You get the picture?

Solution?

So the call goes out for Stan Honey. Stan was the navigator on Comanche, the man who invented the virtual 10 yard line that appears on TV screens during American Football, the man who designed all the brilliant TV displays that made watching the America's Cup so compelling.

Come on Stan, help us out here. There must surely be a way a computer genius like you can develop a fair system for handicapping ocean racing.

The wind and wave conditions are the biggest problem when calculating a winner. As we saw this year, the big boats were wallowing while the smaller ones were sailing downwind in 15 knots. So the IRC leaderboard is full of Division 3 and 4 boats, with the big boats dead motherless last.

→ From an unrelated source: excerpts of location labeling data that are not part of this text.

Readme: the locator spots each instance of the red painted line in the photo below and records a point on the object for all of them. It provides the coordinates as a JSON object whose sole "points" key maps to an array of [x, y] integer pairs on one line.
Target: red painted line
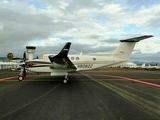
{"points": [[8, 78], [130, 79], [136, 80], [112, 76]]}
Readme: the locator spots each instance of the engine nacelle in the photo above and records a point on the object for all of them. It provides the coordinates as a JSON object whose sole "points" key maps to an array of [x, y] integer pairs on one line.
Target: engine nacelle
{"points": [[59, 74]]}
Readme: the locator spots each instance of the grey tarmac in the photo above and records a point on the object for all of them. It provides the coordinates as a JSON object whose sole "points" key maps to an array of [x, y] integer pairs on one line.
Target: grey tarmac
{"points": [[87, 96]]}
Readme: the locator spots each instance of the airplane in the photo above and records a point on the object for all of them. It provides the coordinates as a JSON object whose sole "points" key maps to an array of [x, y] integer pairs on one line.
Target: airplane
{"points": [[61, 64]]}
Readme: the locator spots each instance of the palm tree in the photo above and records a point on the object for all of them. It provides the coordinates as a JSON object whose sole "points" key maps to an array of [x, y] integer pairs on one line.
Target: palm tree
{"points": [[10, 56]]}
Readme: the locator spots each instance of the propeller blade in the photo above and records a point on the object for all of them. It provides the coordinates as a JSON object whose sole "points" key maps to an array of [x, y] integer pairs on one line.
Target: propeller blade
{"points": [[24, 71], [24, 56]]}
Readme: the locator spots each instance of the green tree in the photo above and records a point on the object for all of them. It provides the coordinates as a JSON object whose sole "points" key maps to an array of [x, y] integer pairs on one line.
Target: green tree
{"points": [[10, 56]]}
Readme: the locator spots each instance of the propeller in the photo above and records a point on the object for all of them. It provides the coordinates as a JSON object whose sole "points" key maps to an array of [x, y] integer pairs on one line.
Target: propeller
{"points": [[24, 66]]}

Yet it's possible to argue that the big boats were sailed better than the small ones, just because of the quality of their crews.

I had coffee with Will Oxley a few years ago at a time when he was “virtual sailing” a boat around the world based on the past 10 years of weather data, so he could tell Juan K, the designer of the Volvo 70 Camper, what percentage of the time the boat would be running, beating and reaching in the Volvo Ocean Race.

Can someone like Stan Honey or Will Oxley design a program that will “virtual sail” the Sydney Hobart in the weather conditions expected for the race? (The BOM forecasts have been very accurate for the last two years at least.)

The program would send off a whole fleet of yachts, covering the whole spectrum of IRC handicaps, to find the ultimate course and therefore the best possible finish time that could be achieved in those conditions. This would become the correction factor.

At the end of the race each yacht's finish time would be corrected for its IRC rating, as is done now, then multiplied by its correction factor. So let's say a yacht with a handicap of 1.047, like Wild Rose, had an IRC corrected finish time of 3:08:48;06. The virtual yacht which had that handicap, sailing the ultimate course, finished in 2:54:12:00. I'm no mathematician so I'm not going to calculate that as a percentage, but you can see where I'm coming from. We find what the perfect score would be for each yacht given the prevailing conditions, then compare that with the actual time to find out which yacht sailed best against its potential.

Help me out here! I'm running an idea up the flagpole to see if anyone salutes. There just has to be a better way.

But I still acknowledge that this year's winner of the Tattersalls Trophy will have sailed a bloody good race!